Gerade daran scheitern wir allerdings: der Konsens, der sich bei den Tieren und Pflanzen zu perfekten Ökosystemen ausgebildet hat, will uns trotz überlegener geistiger Fähigkeiten nicht gelingen. Uns fehlt der perfekte Plan der Pflanzen und der Instinkt der Tiere.
Wie stelle ich mir einen Vogel vor, der "bewußt" zu fliegen versucht ?
Der Ersatz der übergeordneten natürlichen Steuerungsmittel durch den selbständigen Verstand mißlingt und das beweist, daß unser Individualismus den Untergang bedeutet und gleichzeitig, daß unsere Erkenntnis, selbst wenn sie zutrifft, ohnmächtig ist und bestenfalls als Vorstufe zum Tod und letzten Endes damit zur Einheit gesehen werden muß.
Mit Erkenntnis ist damit im weitesten Sinn Vernunft gemeint als Fähigkeit, Dinge zu beurteilen und innerhalb eines Gedanken- und Wertsystems in Beziehung zueinander zu setzen, einen eigenen Standpunkt zu finden.

Freilich ist es möglich, die Erkenntnisse zu akkumulieren und immer weiter zu ergänzen, sodaß eine höhere menschliche Objektivität erzielt wird, d. h. Erkenntnisse werden nachvollziehbarer.
Die Wissenschaft, im Gegensatz zum vorgegebenen Bauplan der Natur resp. Schöpfung, kann sich nie aus ihrem menschlichen Rahmen lösen, d.h. eine objektive Realität ist nicht herstellbar.
Damit ergibt sich die Frage: wozu also die Mühe, etwas erkennen zu wollen ?
Gerade der menschliche Rahmen gibt uns die Möglichkeit, irgendwo aufzubauen, hätten wir ihn nicht, so gäbe es nichts zu erkennen.
Die Begrenzung unserer Sinne heißt das Leben und die Erfahrung.
Der Mensch ist Ausdruck des Wunsches nach Unterscheidung und scheinbarer Trennung, obwohl er immer Teil des Mikro- und Makrokosmos bleibt.

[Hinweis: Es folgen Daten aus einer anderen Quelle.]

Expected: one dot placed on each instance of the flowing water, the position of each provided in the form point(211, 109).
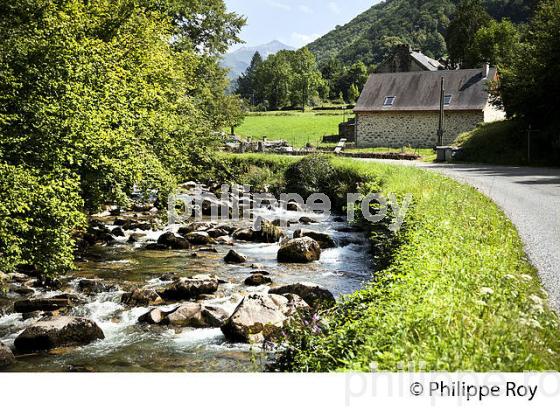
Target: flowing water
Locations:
point(129, 346)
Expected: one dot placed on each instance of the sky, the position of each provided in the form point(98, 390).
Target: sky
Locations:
point(293, 22)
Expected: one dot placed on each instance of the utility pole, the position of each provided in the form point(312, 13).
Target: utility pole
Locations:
point(529, 144)
point(441, 113)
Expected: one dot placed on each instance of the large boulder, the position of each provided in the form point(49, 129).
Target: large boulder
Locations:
point(58, 332)
point(142, 297)
point(194, 227)
point(260, 317)
point(91, 286)
point(197, 315)
point(268, 232)
point(172, 241)
point(42, 305)
point(257, 279)
point(153, 317)
point(199, 238)
point(190, 288)
point(6, 356)
point(235, 257)
point(243, 234)
point(299, 250)
point(314, 295)
point(325, 240)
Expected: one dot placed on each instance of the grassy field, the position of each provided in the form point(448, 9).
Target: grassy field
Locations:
point(295, 127)
point(506, 143)
point(459, 294)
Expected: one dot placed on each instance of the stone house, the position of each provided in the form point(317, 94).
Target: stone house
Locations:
point(402, 109)
point(405, 59)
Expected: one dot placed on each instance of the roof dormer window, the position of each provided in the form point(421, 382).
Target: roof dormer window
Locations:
point(389, 101)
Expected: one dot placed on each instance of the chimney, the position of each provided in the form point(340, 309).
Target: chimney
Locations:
point(485, 70)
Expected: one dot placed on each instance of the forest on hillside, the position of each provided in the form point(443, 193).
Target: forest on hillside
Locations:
point(420, 23)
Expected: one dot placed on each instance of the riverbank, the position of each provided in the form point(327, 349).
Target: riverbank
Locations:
point(458, 295)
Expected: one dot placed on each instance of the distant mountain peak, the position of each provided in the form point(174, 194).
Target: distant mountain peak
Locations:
point(237, 61)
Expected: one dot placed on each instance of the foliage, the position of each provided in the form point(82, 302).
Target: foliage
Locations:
point(497, 43)
point(99, 98)
point(38, 215)
point(506, 142)
point(247, 83)
point(530, 88)
point(316, 174)
point(420, 23)
point(458, 295)
point(284, 79)
point(469, 18)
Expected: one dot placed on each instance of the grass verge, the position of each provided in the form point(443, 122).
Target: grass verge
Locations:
point(459, 293)
point(295, 127)
point(507, 143)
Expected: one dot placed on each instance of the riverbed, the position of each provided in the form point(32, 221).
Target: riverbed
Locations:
point(132, 347)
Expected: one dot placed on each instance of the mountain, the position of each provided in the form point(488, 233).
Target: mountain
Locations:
point(419, 23)
point(238, 61)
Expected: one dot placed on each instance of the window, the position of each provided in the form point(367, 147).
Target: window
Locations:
point(389, 101)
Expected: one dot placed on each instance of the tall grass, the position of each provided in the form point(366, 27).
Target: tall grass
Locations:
point(459, 294)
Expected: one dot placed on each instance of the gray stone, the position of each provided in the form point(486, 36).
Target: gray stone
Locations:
point(6, 356)
point(196, 315)
point(314, 295)
point(172, 241)
point(235, 257)
point(257, 280)
point(299, 250)
point(63, 331)
point(260, 317)
point(153, 317)
point(42, 305)
point(325, 240)
point(199, 238)
point(190, 288)
point(142, 297)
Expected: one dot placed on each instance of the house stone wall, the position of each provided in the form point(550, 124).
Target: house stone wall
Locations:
point(415, 129)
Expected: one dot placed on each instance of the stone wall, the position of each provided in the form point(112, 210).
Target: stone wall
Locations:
point(415, 129)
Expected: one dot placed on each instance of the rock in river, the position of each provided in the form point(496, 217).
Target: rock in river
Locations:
point(325, 241)
point(314, 295)
point(190, 288)
point(199, 238)
point(299, 250)
point(257, 279)
point(235, 257)
point(172, 241)
point(42, 305)
point(6, 356)
point(260, 317)
point(197, 315)
point(142, 297)
point(63, 331)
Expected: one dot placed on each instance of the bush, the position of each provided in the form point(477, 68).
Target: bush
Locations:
point(316, 174)
point(505, 143)
point(38, 216)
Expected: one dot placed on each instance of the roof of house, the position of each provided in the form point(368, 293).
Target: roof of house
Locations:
point(421, 90)
point(428, 63)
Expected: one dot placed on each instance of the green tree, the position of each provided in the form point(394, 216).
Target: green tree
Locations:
point(497, 43)
point(353, 93)
point(530, 88)
point(306, 78)
point(470, 17)
point(97, 98)
point(247, 83)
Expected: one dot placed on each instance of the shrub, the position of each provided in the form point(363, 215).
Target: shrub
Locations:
point(38, 215)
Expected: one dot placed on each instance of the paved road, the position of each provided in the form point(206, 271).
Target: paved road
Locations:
point(531, 199)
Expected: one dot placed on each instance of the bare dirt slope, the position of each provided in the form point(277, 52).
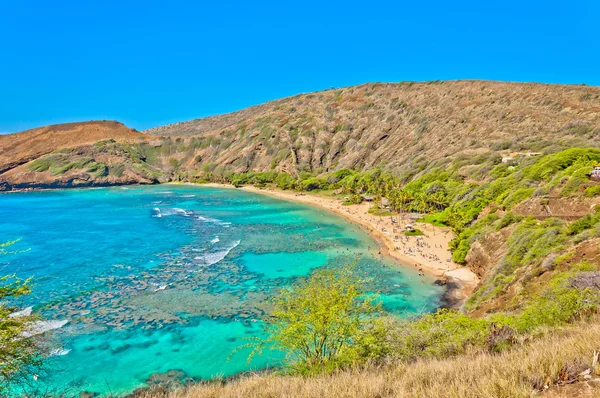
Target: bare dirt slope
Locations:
point(20, 148)
point(398, 126)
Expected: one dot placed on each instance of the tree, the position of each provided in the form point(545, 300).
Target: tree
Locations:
point(19, 348)
point(324, 323)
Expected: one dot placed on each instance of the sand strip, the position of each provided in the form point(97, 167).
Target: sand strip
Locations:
point(429, 254)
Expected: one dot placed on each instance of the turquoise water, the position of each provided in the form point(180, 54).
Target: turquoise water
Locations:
point(137, 281)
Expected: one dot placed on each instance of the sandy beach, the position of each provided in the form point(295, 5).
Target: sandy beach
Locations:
point(428, 254)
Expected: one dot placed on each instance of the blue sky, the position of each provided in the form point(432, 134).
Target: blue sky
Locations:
point(148, 63)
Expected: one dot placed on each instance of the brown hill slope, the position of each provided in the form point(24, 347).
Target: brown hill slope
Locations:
point(19, 148)
point(396, 125)
point(73, 154)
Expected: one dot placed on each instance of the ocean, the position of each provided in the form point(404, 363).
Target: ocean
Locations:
point(145, 283)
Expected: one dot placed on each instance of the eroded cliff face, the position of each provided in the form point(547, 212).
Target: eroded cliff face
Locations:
point(488, 251)
point(104, 163)
point(400, 127)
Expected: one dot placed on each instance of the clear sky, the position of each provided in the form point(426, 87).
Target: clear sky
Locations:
point(148, 63)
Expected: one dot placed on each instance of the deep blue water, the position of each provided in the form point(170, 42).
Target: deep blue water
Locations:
point(158, 278)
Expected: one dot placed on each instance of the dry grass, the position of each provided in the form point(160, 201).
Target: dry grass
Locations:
point(521, 372)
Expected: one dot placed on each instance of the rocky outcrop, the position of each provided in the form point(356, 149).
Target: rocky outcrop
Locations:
point(567, 208)
point(486, 252)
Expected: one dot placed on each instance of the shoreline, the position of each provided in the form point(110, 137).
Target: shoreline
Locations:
point(431, 257)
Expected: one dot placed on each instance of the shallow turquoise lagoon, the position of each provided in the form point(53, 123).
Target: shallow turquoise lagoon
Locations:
point(139, 281)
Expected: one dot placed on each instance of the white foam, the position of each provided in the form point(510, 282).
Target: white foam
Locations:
point(59, 352)
point(40, 327)
point(158, 213)
point(214, 221)
point(215, 257)
point(23, 312)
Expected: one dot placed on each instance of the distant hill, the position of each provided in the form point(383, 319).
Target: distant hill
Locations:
point(68, 155)
point(19, 148)
point(405, 128)
point(394, 125)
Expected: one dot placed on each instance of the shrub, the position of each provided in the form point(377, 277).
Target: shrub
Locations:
point(592, 191)
point(324, 323)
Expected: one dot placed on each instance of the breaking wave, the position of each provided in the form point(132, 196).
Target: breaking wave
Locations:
point(212, 258)
point(40, 327)
point(158, 213)
point(23, 312)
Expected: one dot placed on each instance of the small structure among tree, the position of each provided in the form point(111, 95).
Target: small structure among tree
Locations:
point(595, 174)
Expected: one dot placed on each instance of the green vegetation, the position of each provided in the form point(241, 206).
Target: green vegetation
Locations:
point(19, 353)
point(344, 328)
point(325, 323)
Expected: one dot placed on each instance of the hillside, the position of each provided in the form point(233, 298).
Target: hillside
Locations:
point(398, 126)
point(69, 155)
point(405, 128)
point(509, 168)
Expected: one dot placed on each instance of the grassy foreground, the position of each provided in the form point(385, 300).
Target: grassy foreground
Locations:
point(523, 371)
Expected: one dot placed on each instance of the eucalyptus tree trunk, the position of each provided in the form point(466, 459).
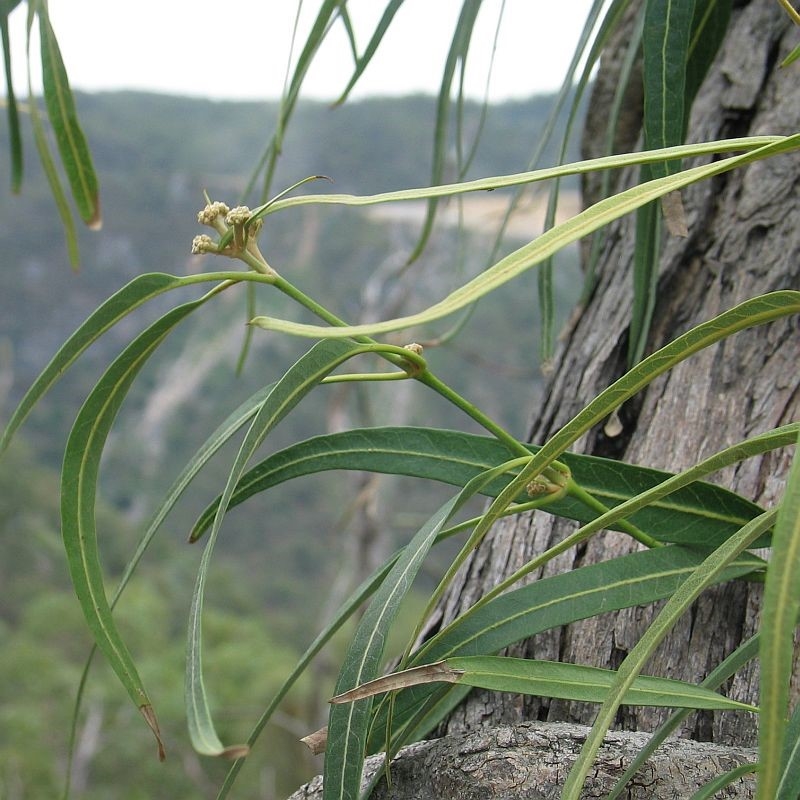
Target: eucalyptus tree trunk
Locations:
point(743, 240)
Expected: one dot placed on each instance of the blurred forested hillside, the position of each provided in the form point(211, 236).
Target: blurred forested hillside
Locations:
point(155, 156)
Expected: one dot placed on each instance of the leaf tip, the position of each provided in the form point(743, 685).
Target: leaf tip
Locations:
point(316, 741)
point(150, 718)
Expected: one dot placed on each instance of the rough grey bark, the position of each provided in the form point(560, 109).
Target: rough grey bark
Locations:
point(529, 761)
point(743, 240)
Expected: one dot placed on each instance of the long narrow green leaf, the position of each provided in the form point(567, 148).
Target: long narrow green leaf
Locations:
point(533, 253)
point(748, 144)
point(298, 381)
point(212, 444)
point(679, 42)
point(779, 612)
point(789, 787)
point(46, 159)
point(709, 26)
point(721, 673)
point(548, 679)
point(635, 579)
point(78, 489)
point(702, 514)
point(456, 58)
point(645, 275)
point(138, 292)
point(705, 575)
point(665, 44)
point(12, 112)
point(347, 727)
point(75, 155)
point(362, 61)
point(758, 311)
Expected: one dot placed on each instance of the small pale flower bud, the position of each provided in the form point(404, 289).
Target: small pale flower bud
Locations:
point(210, 213)
point(238, 215)
point(203, 244)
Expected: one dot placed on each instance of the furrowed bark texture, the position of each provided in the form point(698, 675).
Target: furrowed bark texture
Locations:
point(743, 240)
point(529, 761)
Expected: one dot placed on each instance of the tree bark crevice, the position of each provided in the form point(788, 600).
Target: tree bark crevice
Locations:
point(530, 761)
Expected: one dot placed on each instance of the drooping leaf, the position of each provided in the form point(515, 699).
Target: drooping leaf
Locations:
point(298, 381)
point(789, 786)
point(348, 725)
point(71, 141)
point(665, 43)
point(46, 159)
point(710, 571)
point(212, 444)
point(138, 292)
point(634, 579)
point(721, 673)
point(546, 679)
point(700, 513)
point(534, 252)
point(363, 60)
point(713, 787)
point(14, 133)
point(78, 490)
point(779, 612)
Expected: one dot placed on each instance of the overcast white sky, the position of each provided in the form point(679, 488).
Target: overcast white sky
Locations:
point(238, 49)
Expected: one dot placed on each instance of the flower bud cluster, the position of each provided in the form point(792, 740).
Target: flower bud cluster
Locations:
point(211, 213)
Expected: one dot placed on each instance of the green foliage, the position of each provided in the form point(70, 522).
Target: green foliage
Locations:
point(695, 535)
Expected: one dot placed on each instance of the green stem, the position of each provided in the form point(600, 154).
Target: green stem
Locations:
point(425, 376)
point(579, 493)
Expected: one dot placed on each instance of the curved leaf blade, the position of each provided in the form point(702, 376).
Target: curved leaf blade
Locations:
point(533, 253)
point(12, 112)
point(635, 579)
point(707, 573)
point(547, 679)
point(696, 513)
point(348, 725)
point(300, 379)
point(779, 613)
point(78, 490)
point(132, 296)
point(71, 141)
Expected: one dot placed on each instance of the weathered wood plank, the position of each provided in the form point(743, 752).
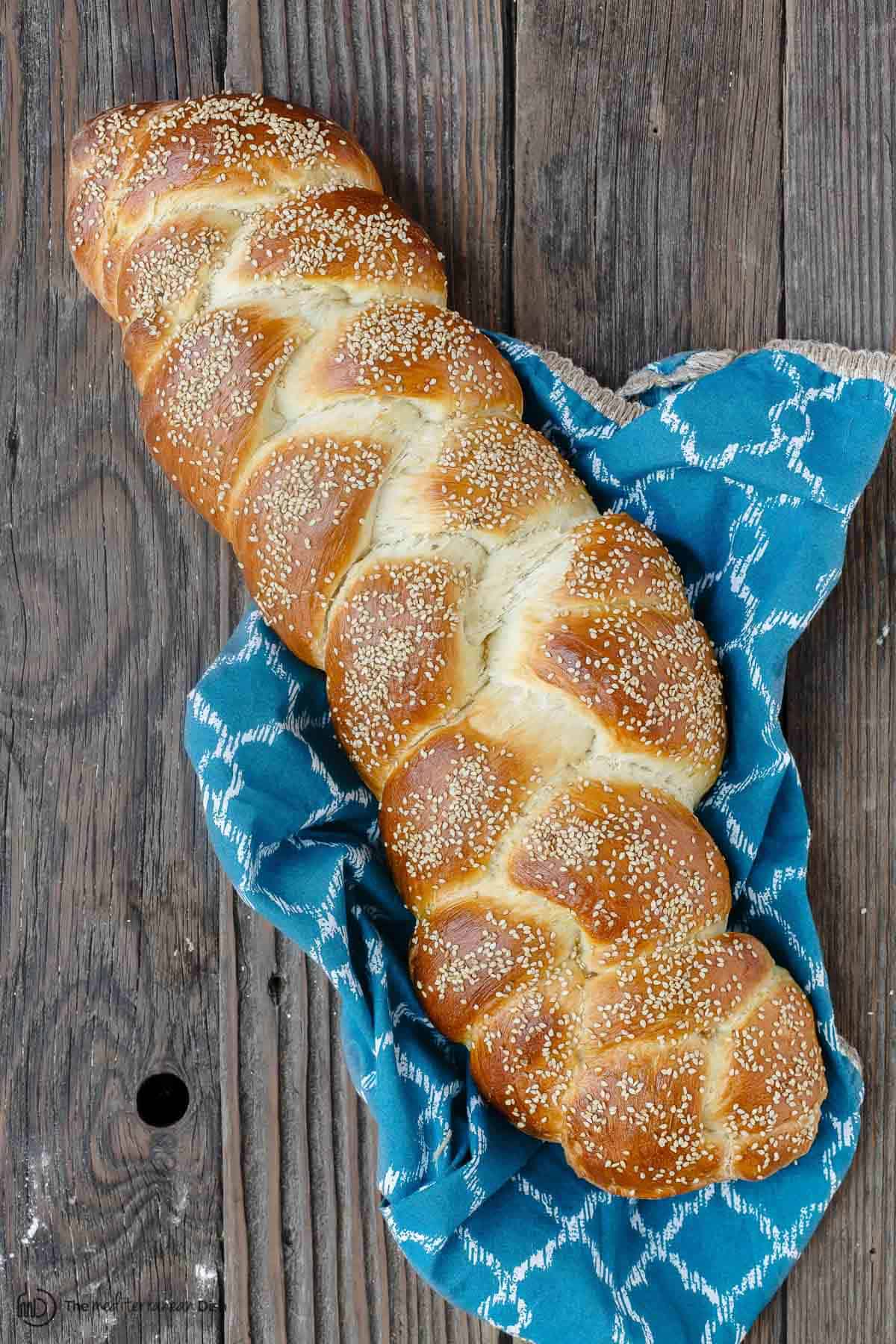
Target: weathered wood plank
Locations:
point(423, 90)
point(840, 235)
point(647, 178)
point(648, 191)
point(108, 934)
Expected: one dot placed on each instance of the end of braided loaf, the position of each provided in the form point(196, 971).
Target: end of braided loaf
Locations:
point(519, 679)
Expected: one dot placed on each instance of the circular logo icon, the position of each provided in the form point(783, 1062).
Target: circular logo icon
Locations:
point(37, 1307)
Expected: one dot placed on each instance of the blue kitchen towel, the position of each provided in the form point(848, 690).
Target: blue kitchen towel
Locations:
point(748, 470)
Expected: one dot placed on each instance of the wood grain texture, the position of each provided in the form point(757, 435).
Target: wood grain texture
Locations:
point(647, 178)
point(648, 193)
point(603, 179)
point(840, 233)
point(108, 934)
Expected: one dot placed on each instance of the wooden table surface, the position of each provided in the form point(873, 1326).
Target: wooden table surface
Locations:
point(615, 181)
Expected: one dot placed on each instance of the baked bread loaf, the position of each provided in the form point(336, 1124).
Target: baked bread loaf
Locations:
point(517, 678)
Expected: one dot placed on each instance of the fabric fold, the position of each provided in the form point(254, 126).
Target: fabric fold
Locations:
point(748, 468)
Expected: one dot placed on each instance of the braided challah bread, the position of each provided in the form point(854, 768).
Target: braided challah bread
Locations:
point(517, 678)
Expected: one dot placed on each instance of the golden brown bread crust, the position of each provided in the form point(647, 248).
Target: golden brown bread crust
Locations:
point(519, 678)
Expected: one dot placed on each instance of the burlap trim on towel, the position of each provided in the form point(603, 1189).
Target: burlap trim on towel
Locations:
point(588, 389)
point(695, 366)
point(839, 359)
point(617, 406)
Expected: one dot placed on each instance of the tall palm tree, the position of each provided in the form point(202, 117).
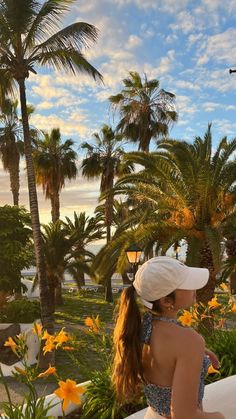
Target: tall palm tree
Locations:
point(55, 161)
point(57, 247)
point(193, 195)
point(146, 110)
point(30, 36)
point(104, 159)
point(11, 145)
point(83, 231)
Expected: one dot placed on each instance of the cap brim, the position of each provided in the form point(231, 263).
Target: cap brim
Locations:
point(196, 278)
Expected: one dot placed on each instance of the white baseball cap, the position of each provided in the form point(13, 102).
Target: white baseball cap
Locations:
point(161, 275)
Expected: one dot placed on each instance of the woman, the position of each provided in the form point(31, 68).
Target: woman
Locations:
point(156, 352)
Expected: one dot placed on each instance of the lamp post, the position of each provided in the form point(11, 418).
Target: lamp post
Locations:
point(133, 254)
point(176, 250)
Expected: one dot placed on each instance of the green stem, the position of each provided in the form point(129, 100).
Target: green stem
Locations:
point(7, 389)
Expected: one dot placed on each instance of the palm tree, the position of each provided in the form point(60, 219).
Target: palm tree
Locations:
point(104, 159)
point(83, 231)
point(11, 145)
point(29, 37)
point(192, 192)
point(146, 111)
point(57, 247)
point(55, 161)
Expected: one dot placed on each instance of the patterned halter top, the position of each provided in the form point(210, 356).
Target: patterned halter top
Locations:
point(158, 397)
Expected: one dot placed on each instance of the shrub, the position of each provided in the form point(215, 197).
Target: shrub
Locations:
point(223, 343)
point(20, 311)
point(101, 402)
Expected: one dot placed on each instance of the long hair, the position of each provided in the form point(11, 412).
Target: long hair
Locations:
point(127, 374)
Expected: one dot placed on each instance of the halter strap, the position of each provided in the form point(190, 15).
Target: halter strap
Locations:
point(147, 325)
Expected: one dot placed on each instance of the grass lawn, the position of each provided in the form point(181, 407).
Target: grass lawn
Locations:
point(71, 315)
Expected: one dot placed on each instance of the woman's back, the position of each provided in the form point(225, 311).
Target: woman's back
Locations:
point(164, 338)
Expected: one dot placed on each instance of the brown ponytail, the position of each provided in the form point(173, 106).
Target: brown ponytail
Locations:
point(127, 371)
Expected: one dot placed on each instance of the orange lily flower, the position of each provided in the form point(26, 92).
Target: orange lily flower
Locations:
point(233, 309)
point(93, 323)
point(187, 319)
point(213, 303)
point(212, 370)
point(49, 346)
point(51, 370)
point(12, 344)
point(37, 329)
point(68, 392)
point(61, 338)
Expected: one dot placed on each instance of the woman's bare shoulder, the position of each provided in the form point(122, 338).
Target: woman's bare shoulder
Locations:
point(187, 339)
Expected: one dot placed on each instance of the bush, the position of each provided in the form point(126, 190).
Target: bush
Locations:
point(223, 343)
point(100, 399)
point(20, 311)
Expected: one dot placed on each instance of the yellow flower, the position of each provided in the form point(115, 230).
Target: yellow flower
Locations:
point(37, 329)
point(49, 371)
point(12, 344)
point(68, 392)
point(93, 323)
point(213, 303)
point(61, 338)
point(187, 318)
point(233, 309)
point(212, 370)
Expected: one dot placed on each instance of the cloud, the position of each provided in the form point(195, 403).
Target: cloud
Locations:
point(186, 85)
point(220, 48)
point(133, 42)
point(79, 195)
point(68, 126)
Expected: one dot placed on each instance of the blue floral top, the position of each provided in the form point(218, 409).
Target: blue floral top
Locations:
point(158, 397)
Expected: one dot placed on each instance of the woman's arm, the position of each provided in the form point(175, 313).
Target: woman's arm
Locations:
point(189, 358)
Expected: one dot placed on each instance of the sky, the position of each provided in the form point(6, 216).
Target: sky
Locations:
point(189, 46)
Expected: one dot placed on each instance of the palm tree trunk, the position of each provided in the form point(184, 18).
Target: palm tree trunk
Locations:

Er besteht in ihm und aus ihm.
Und obwohl wir begrenzt sind, werden wir unsere Grenzen nie erkennen.
Weder die Weite des Universums, noch die kleinsten Teilchen werden wir sehen.
Nur in uns selbst finden wir philosophische Wahrheit: das Prinzip der scheinbaren Gegensätze. Nichts ist von Bestand und doch besteht es.
Auch die letzte Begrenzung unseres Daseins können wir als endlich und zugleich unendlich begreifen.
Wie können wir sterben, wenn wir eigentlich gar nicht leben ?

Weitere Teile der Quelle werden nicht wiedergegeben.